My knees went weak. I held to the saddle horn for support, trying to get my breath.

Trace. He wasn't dead. I started to call his name, then realized the shattering truth. He had escaped from Yucatán, been alive these years, and hadn't tried to see me, hadn't sent a message. While I mourned him for dead, felt the vital secret core of my own life had ended with him, he'd been here.

I looked at Sewa, the strong but delicate flower face, the lithe graceful body that was very much a woman's. The maiming of her foot only added a charming hesitation to her walk.

Shocked with pain as if a broad curved sword had ripped me from belly to breast. I watched them come, knew they were lovers, but couldn't hate them, though I ached with jealousy and hurt. They were both my loves; that didn't change, though for pride's sake Trace mustn't know how I felt.

Commanding all my strength and will, I managed to let go of the saddle and clasp Sewa in my arms as Ku flapped down, squawking at being displaced.

“Miranda!” she cried, and we both wept.

But not for long. There was the sound of running feet. Jon's voice shrilled, “I know you. You're my real father. Mama thought you were dead.”

“Jon!” I gasped.

He plunged on, heedless. “Why didn't you come get us?” Then, more slowly as if the terrible incomprehensible adult world was about to deal him another blow he couldn't understand, “Don't you want us?”
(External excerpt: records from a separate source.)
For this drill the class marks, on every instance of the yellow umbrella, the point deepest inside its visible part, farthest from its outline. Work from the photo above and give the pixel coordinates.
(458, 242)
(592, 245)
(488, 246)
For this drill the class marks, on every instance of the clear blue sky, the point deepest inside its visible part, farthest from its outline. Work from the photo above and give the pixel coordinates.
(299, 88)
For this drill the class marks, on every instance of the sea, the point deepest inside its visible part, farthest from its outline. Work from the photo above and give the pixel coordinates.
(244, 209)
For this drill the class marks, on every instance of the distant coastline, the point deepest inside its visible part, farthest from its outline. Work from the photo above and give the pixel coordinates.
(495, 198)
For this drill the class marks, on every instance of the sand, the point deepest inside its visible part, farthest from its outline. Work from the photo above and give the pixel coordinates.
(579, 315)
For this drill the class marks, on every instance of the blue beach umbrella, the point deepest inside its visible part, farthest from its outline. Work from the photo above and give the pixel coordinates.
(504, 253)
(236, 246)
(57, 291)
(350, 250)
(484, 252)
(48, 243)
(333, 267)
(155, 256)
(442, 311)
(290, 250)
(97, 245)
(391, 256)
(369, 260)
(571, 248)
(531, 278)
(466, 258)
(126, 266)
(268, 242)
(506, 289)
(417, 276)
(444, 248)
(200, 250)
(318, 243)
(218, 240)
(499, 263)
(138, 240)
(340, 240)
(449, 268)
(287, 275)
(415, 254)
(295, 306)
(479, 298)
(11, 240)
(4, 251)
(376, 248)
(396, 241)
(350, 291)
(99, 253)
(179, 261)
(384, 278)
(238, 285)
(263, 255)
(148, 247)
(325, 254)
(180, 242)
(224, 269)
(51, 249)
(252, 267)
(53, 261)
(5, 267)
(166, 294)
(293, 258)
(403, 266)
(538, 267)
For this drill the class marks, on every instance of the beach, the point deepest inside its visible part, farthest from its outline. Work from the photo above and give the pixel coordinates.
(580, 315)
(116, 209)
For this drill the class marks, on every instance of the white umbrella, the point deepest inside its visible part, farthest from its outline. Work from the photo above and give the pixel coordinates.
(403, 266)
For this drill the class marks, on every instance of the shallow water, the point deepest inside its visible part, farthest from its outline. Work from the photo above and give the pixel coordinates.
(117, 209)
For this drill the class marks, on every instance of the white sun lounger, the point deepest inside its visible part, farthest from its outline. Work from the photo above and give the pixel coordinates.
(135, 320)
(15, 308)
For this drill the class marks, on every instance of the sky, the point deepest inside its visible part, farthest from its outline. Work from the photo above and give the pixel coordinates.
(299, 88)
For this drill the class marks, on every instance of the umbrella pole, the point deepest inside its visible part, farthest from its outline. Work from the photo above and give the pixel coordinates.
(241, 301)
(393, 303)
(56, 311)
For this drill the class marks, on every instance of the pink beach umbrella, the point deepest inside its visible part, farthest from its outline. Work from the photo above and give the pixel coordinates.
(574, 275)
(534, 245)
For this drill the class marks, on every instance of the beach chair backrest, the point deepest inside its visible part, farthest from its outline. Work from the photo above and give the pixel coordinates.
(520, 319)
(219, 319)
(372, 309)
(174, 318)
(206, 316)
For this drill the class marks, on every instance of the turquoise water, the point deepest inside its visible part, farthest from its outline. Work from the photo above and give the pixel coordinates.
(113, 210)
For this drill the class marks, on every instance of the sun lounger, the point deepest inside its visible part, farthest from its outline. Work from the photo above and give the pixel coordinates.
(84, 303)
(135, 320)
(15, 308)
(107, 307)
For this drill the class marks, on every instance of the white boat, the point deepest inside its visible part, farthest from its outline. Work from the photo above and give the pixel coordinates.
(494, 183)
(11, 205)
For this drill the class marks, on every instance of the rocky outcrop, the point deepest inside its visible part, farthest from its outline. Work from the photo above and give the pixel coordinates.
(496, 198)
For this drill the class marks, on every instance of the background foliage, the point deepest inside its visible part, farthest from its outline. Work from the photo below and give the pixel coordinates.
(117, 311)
Trace picked up his son, holding him close. “I didn't know about you,
niño
.” He stared at me in bafflement. “What's all this, Miranda?”
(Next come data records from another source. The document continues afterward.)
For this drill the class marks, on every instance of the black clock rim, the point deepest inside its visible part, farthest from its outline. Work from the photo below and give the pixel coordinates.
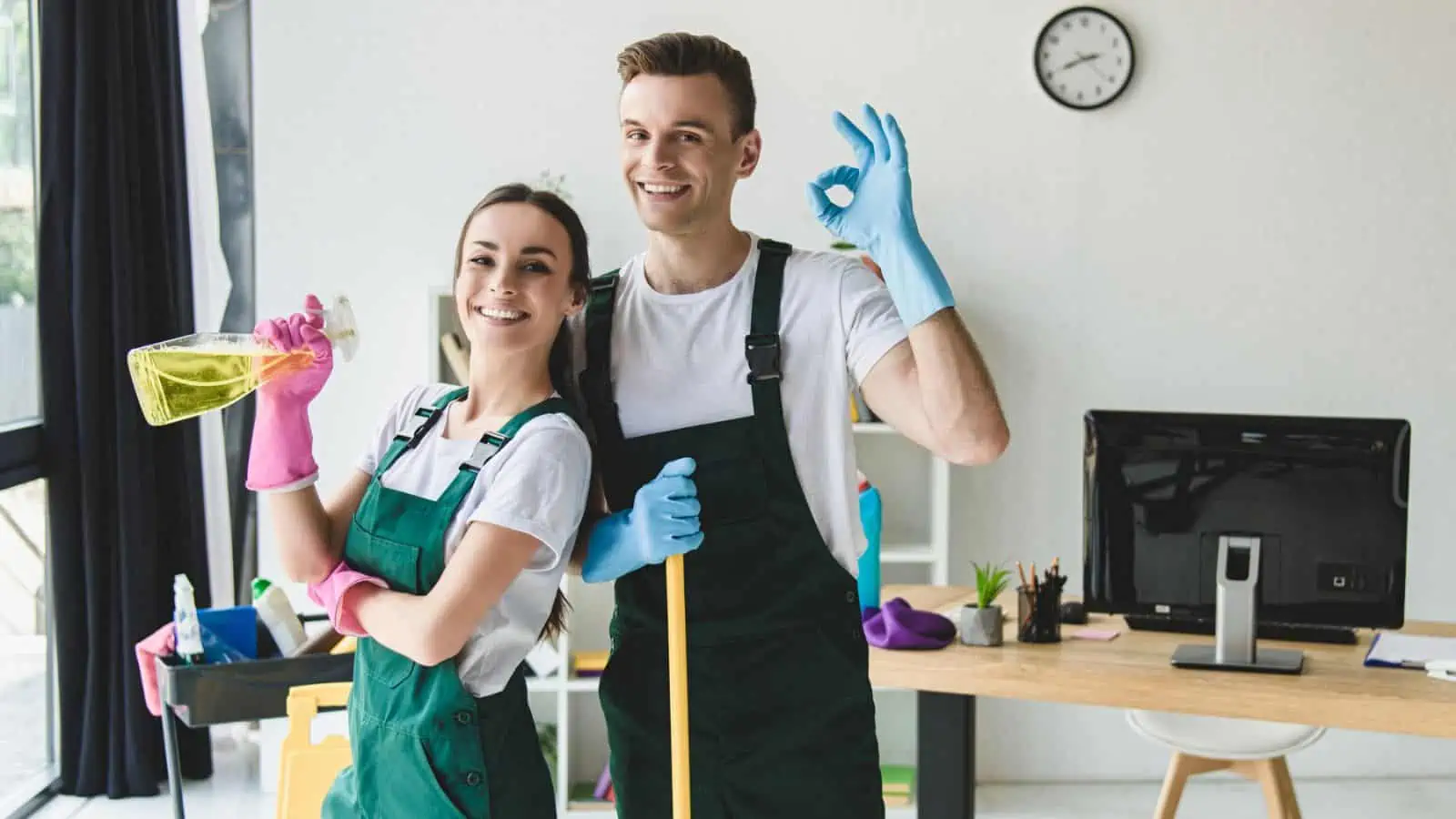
(1132, 57)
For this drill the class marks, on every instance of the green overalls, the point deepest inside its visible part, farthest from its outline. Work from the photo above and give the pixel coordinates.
(422, 745)
(781, 712)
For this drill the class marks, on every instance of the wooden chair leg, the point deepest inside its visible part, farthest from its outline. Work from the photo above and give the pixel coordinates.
(1279, 787)
(1179, 768)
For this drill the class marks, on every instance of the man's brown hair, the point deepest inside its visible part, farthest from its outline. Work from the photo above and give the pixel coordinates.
(682, 55)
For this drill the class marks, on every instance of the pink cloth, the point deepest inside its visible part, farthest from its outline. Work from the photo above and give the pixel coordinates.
(281, 452)
(329, 593)
(160, 644)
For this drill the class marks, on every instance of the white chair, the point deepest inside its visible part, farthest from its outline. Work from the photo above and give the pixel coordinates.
(1254, 749)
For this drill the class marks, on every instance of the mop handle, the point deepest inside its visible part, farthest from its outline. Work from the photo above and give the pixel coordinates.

Sewa looked from Trace to Jon and back to me. “There have been mistakes,” she said painfully. “We must find the truth.”

My head was in a spin. Tears came to my eyes at seeing Jon where he belonged, in Trace's arms. There could be no argument that they were flesh of each other's flesh. But if Trace no longer loved me—I put away that jumble and turned to Sewa.

“I've come to tell you soldiers from Mina Rara are hunting you. Court has bribed their commander to make a thorough job of it.”

She was at once the leader. “How many? When?”

I told all I knew and her brows knit together. “I must find Domingo, Rosalio, and Tomás,” she said. “You also, Trace. But first you and Miranda—and your son—must talk.”

She moved away, collecting her bird. The limp seemed more pronounced, but perhaps that was a trick of my bewildered senses. Trace took a deep sighing breath and put Jon down, gripped me by the shoulders. His touch sent liquid fire coursing through me, burning out the welter of confusion.

“Whatever, whyever, however!” he said huskily. “I'm going to do one thing if I die for it.”

His mouth took mine, his hard strong body pressed achingly close, and I was the cup from which he drank, his sustenance, while my starved self received like physical nourishment his passion and need and tenderness.